The speed of improvement of tts models reminds me of early days of Stable Diffusion. Can't wait until I can generate audiobooks without infinite pain. If I was an investor I'd short Audible.
Isn’t it more like an art gallery of prints of paintings? The primary art is the text of the book (like the painting in the gallery), TTS (and printing a copy) are just methods of making the art available.
I think it can be argued that audiobook's add to the art by adding tone and inflection by the reader.
To me, what you're saying is the same as saying the art of a movie is in the script, the video is just the method of making it available. And I don't think that's a valid take
No, that's an incorrect analogy. The script of a movie is an intermediate step in the production process of a movie. It's generally not meant to be seen by any audiences. The script for example doesn't contain any cinematography or any soundtrack or any performances by actors. Meanwhile, a written work is a complete expressive work ready for consumption. It doesn't contain a voice, but that's because the intention is for the reader to interpret the voice into it. A voice actor can do that, but that's just an interpretation of the work. It's not one-to-one, but it's not unlike someone sitting next to you in the theater and telling you what they think a scene means.
So yes, I mostly agree with GP. An audiobook is a different rendering of the same subject. The content is in the text, regardless of whether it's delivered in written or oral form.
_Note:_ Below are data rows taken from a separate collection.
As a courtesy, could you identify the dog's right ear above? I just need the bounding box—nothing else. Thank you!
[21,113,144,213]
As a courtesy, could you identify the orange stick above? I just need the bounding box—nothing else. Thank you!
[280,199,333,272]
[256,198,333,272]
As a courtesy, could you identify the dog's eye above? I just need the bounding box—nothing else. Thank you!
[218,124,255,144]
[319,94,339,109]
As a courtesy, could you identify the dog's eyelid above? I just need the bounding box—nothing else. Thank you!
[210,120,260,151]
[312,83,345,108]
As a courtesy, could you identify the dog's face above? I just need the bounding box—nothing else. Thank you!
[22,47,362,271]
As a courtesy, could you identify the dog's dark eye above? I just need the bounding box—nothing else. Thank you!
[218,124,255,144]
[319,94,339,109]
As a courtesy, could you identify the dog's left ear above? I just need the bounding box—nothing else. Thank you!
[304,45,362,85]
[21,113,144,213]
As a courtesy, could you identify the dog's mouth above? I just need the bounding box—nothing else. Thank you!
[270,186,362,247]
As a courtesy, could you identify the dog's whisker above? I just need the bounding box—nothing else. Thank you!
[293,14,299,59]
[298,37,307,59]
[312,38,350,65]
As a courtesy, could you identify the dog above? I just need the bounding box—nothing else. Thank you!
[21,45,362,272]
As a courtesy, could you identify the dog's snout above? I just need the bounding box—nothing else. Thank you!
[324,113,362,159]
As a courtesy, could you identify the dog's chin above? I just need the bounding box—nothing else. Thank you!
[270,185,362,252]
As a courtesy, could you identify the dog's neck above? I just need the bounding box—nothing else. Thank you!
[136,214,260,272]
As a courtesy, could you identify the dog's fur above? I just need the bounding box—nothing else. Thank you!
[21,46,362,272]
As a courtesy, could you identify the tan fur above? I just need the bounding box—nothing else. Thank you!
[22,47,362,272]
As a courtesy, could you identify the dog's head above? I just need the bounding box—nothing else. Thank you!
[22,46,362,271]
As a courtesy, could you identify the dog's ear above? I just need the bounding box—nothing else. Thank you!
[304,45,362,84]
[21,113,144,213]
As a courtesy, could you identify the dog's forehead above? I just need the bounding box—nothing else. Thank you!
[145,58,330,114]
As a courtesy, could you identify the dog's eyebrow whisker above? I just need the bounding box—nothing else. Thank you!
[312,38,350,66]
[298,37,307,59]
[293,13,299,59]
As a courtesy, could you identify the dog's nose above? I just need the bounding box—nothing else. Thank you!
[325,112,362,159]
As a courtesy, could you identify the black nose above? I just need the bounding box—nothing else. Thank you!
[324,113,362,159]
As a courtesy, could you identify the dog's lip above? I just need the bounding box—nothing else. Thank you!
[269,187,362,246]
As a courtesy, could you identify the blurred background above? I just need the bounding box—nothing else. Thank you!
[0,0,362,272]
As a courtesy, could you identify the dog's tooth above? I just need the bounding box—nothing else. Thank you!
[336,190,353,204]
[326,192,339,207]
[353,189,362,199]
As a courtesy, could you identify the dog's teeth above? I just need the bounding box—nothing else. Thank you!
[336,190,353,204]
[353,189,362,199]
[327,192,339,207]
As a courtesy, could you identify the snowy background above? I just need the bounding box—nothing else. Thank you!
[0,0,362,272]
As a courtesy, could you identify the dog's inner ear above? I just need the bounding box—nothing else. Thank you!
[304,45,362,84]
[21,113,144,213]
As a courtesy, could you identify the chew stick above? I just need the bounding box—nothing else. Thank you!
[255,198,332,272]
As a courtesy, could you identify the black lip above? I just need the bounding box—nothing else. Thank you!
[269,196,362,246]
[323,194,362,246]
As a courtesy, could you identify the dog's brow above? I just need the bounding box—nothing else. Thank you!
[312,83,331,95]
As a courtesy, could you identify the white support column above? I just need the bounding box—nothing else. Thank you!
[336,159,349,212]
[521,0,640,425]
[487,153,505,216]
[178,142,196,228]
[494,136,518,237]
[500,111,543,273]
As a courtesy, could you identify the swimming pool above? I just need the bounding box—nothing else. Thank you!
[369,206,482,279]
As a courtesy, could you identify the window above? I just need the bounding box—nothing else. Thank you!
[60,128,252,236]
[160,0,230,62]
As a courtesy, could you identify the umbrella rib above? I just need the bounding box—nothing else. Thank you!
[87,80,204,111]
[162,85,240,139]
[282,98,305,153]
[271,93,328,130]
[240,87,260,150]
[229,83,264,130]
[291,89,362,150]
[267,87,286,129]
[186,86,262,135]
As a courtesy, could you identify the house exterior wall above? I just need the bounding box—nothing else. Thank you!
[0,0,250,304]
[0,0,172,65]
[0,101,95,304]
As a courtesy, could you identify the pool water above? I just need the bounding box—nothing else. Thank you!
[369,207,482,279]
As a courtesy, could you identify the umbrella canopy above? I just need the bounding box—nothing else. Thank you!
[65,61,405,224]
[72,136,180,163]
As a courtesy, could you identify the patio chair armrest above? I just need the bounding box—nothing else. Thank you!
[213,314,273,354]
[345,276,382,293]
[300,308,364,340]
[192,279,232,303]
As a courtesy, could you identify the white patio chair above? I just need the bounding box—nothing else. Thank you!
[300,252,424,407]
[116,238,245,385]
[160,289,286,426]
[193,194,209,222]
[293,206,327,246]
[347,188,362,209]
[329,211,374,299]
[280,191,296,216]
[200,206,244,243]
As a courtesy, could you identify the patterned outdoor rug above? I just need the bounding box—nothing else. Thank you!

It's not perfect, but I already have a setup for doing this on my phone. Add SherpaTTS and Librera Reader to your phone. (both available free on fdroid).
Set up SherpaTTS as the voice model for your phone (I like the en_GB-jenny_dioco-medium voice option, but there are several to choose from). Add a ebook to librera reader and open it. There's an icon with a little person wearing headphones, which lets you send the text continuously to your phone's tts, using just local processing on the phone. I don't have the latest phone but mine is able to process it faster than the audio is read, so the audio doesn't stop and start.
The voice isn't totally human sounding, but it's a lot better than the microsoft sam days, and once you get used to it the roboticness fades into the background and I can just listen to the story. You may get better results with kokoro (I couldn't get it running on my phone) or similar tts engines and a more powerful phone.
One thing I like about this setup is that if you want to swap back and forth between audio and text, you can. The reader scrolls automatically as it makes the audio, and you can pause it, read in silence for a while yourself and later set it going from a new point.
I feel like TTS is one of the areas that as evolved the least. Small TTS models have been around for like 5+ years and they've only gotten incrementally better. Giants like ElevenLabs make good sounding TTS but it's not quite human yet and the improvements get less and less each iteration.